La idea parte de un problema bien conocido. La quema «in situ» se usa desde hace años como recurso de emergencia para evitar que el petróleo siga extendiéndose sobre el agua, pero suele dejar una nube espesa de humo y residuos sin quemar. Al hacer que la llama gire, el fuego capta más aire, concentra mejor el calor y quema de forma más completa. Dicho de otro modo, se trata de retirar el crudo más rápido y ensuciar menos.
Para comprobarlo, los científicos realizaron uno de los mayores experimentos controlados de este tipo hasta la fecha en el Brayton Fire Training Field de Texas A&M. Allí trabajaron con una lámina de crudo sobre agua en una piscina experimental, usando un aro de 1,5 metros de diámetro y capas de petróleo de 15 y 40 milímetros. Todo ello dentro de una estructura de tres paredes y unos 5 metros de altura diseñada para forzar el giro del aire. Después compararon esos resultados con fuegos convencionales de charco.
Los datos invitan al interés, pero también a la prudencia. Ese 95% no fue la norma, sino el mejor resultado, logrado en una prueba con una capa de 15 milímetros y con el ambiente en calma. El propio estudio advierte de que, cuando el viento cambia o el vórtice pierde estabilidad, la ventaja disminuye. En los ensayos con capas más gruesas aparecieron apagados prematuros que rebajaron la eficiencia final.
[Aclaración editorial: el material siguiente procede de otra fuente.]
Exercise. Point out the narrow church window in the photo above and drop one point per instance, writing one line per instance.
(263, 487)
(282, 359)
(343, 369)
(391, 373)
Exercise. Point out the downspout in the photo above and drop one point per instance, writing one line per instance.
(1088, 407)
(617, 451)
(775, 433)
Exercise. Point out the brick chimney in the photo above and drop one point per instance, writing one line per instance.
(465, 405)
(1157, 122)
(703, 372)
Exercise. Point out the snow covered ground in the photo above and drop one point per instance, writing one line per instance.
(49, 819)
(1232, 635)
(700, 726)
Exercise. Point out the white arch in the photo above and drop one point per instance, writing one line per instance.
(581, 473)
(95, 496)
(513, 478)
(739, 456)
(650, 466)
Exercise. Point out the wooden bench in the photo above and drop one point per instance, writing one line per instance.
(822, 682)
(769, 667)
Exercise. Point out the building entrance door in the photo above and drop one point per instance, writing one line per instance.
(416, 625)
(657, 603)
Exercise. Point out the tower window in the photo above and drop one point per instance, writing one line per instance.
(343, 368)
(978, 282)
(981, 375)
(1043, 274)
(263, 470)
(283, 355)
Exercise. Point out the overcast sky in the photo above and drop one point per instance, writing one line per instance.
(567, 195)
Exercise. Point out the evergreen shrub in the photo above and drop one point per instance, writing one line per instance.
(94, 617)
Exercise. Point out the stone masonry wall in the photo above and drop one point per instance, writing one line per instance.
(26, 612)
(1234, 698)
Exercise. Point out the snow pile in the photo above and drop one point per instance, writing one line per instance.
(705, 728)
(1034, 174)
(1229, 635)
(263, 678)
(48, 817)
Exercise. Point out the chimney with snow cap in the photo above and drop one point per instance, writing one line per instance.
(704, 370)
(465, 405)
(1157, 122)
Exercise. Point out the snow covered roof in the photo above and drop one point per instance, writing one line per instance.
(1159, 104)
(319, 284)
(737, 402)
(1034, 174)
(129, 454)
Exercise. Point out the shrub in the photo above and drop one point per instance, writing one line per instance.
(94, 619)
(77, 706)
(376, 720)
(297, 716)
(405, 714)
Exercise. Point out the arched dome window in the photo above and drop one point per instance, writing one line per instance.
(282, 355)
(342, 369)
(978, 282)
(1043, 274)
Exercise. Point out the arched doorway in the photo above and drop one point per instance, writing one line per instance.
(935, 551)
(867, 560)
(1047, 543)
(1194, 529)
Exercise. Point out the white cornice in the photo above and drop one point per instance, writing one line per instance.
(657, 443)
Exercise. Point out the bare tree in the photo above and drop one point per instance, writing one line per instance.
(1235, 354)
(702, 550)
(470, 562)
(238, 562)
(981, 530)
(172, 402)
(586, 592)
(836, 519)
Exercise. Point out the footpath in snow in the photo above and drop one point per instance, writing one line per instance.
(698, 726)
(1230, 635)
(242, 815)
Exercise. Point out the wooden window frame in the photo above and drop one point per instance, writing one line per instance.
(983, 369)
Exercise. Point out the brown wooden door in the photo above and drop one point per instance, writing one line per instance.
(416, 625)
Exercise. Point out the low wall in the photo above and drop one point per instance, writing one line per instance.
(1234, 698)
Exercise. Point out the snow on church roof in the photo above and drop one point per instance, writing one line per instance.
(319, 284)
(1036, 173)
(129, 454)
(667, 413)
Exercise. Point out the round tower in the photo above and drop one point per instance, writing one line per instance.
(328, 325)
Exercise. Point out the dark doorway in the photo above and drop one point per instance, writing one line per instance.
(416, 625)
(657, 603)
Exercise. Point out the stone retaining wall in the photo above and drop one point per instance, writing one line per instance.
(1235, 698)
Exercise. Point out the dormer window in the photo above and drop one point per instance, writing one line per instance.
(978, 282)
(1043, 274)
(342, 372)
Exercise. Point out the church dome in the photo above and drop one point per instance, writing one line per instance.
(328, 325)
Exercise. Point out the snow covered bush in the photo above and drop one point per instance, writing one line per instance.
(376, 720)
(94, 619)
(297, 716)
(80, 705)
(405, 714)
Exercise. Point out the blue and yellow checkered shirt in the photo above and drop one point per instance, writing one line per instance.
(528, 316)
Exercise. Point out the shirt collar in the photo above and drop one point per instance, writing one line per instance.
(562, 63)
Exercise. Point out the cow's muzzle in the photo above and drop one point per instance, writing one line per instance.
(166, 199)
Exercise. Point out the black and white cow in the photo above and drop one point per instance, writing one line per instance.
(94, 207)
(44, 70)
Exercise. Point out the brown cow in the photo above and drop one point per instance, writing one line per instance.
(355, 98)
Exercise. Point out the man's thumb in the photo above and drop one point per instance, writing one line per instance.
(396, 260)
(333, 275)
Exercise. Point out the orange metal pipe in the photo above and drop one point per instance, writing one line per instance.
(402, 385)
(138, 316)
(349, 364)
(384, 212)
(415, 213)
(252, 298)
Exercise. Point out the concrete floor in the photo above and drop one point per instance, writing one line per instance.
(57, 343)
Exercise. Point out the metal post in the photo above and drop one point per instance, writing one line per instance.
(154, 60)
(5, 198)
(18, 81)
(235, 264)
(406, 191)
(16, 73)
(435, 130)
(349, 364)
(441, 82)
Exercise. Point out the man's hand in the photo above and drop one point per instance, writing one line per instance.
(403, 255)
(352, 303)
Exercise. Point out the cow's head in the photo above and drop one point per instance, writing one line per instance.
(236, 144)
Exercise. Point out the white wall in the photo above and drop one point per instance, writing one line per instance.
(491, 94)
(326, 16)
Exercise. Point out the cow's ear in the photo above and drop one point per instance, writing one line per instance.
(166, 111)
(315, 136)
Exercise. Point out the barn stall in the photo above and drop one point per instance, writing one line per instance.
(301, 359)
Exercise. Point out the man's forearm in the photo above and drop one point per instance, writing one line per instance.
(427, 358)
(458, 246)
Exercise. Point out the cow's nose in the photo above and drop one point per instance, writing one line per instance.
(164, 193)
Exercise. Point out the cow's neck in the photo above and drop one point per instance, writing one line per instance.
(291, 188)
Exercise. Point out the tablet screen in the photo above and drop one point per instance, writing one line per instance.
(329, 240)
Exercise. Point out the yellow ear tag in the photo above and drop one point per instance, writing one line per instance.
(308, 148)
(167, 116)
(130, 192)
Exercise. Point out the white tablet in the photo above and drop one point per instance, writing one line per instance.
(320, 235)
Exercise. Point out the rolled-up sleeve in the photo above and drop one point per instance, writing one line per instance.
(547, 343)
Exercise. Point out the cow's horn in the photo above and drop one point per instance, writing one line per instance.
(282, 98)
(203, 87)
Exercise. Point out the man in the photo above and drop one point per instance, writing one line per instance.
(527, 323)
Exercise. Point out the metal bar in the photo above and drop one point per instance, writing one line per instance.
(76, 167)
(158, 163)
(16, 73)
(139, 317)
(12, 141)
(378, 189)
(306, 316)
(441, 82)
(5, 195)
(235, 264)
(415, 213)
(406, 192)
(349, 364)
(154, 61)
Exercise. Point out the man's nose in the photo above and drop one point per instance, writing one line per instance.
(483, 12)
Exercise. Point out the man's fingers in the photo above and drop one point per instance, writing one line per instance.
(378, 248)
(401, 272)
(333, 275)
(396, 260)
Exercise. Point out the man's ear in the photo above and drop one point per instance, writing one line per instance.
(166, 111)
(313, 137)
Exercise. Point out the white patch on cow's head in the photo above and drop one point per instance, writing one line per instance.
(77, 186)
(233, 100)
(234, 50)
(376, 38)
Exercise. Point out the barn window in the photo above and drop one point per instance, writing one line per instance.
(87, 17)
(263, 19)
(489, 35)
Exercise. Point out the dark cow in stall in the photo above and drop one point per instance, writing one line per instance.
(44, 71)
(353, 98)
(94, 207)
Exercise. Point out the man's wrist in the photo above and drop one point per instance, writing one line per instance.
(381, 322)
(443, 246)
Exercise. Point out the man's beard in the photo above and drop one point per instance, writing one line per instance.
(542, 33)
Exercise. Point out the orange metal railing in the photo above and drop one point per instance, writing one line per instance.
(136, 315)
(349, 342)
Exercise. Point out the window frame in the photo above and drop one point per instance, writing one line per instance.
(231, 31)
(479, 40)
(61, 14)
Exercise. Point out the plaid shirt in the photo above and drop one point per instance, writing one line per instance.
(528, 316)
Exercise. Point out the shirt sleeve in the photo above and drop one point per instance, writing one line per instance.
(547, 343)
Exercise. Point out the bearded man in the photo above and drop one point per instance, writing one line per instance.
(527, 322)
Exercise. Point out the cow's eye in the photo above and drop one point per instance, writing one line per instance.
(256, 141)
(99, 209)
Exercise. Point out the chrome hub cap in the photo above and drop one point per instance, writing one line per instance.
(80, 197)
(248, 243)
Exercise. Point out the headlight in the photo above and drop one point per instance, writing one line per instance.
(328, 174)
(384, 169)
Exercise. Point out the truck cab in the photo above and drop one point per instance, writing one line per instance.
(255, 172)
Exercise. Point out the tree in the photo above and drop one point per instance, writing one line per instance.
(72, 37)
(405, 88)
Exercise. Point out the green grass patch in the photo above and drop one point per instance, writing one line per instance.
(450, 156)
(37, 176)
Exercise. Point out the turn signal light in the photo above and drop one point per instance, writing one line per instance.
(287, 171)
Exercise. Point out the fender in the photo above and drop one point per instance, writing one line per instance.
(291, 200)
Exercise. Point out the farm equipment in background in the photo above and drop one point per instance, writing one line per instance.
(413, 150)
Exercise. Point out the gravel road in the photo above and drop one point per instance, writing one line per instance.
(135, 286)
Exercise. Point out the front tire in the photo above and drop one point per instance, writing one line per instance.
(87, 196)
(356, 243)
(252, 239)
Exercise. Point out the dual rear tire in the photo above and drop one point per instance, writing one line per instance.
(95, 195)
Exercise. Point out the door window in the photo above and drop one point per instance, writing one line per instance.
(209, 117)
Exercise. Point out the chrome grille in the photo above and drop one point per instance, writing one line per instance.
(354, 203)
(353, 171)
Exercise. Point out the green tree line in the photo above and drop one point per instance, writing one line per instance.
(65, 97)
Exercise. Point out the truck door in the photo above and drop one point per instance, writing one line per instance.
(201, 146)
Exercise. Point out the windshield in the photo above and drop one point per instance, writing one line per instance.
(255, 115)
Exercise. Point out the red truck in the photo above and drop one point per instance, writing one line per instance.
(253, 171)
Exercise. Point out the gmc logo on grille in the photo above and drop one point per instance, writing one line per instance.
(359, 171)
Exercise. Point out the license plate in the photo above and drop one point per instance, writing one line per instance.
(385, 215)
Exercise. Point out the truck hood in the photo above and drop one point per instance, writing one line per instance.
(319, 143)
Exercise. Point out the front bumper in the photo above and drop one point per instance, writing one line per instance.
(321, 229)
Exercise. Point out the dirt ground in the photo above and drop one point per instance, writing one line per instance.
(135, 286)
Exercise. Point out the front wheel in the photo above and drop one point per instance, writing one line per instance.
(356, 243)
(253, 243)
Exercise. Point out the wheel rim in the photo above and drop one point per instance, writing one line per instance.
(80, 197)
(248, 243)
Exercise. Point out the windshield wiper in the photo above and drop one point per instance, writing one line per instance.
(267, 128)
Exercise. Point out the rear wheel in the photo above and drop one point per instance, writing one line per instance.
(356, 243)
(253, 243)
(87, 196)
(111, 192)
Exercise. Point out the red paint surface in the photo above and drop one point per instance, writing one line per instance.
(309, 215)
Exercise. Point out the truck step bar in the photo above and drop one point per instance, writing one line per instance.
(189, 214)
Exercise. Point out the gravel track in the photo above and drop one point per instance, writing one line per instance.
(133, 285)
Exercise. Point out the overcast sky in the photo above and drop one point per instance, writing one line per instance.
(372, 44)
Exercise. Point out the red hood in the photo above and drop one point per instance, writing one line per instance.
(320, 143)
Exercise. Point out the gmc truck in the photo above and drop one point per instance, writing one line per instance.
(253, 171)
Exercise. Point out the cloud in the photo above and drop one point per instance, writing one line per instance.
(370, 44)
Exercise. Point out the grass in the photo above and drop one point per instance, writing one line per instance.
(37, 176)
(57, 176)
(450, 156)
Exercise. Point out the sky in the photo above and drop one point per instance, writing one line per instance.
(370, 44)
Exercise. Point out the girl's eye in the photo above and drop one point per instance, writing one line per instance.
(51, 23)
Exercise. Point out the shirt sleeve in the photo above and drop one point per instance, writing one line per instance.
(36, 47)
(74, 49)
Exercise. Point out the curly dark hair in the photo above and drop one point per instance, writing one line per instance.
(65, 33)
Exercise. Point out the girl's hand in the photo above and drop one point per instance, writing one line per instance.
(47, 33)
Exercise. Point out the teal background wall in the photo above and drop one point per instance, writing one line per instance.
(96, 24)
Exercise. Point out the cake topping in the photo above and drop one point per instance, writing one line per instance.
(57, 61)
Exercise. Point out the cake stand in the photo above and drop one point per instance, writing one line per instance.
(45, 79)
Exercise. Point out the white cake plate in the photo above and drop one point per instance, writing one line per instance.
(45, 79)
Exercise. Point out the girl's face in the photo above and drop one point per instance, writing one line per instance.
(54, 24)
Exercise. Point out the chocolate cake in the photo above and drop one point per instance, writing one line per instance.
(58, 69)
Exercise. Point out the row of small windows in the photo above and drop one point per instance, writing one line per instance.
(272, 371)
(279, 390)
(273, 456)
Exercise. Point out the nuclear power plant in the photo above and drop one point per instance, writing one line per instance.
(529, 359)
Aquí entra otro detalle importante. Los autores también señalan el riesgo de «boilover», un fenómeno que puede producirse cuando el agua bajo el crudo se calienta demasiado, se vaporiza de golpe y altera la combustión. En la práctica, esto significa que no bastará con encender el vertido y esperar el milagro. Harán falta diseños muy afinados, estructuras móviles y una operativa capaz de aguantar rachas y condiciones reales de mar abierto.
Elaine Oran, profesora de ingeniería aeroespacial en Texas A&M y una de las responsables del trabajo, fue muy clara. «Pueden ser muy beneficiosos», señaló sobre los «fire whirls», aunque advirtió de que solo alcanzan alta eficiencia cuando las condiciones acompañan. ¿Qué significa esto fuera del laboratorio? Eso sugiere que la técnica todavía no parece lista para aplicarse mañana en cualquier emergencia, pero sí abre una vía prometedora para reducir la factura ambiental de los grandes vertidos antes de que el crudo llegue a la costa o a zonas de alto valor ecológico.
El estudio ha sido publicado el 1 de enero de 2026 en Fuel.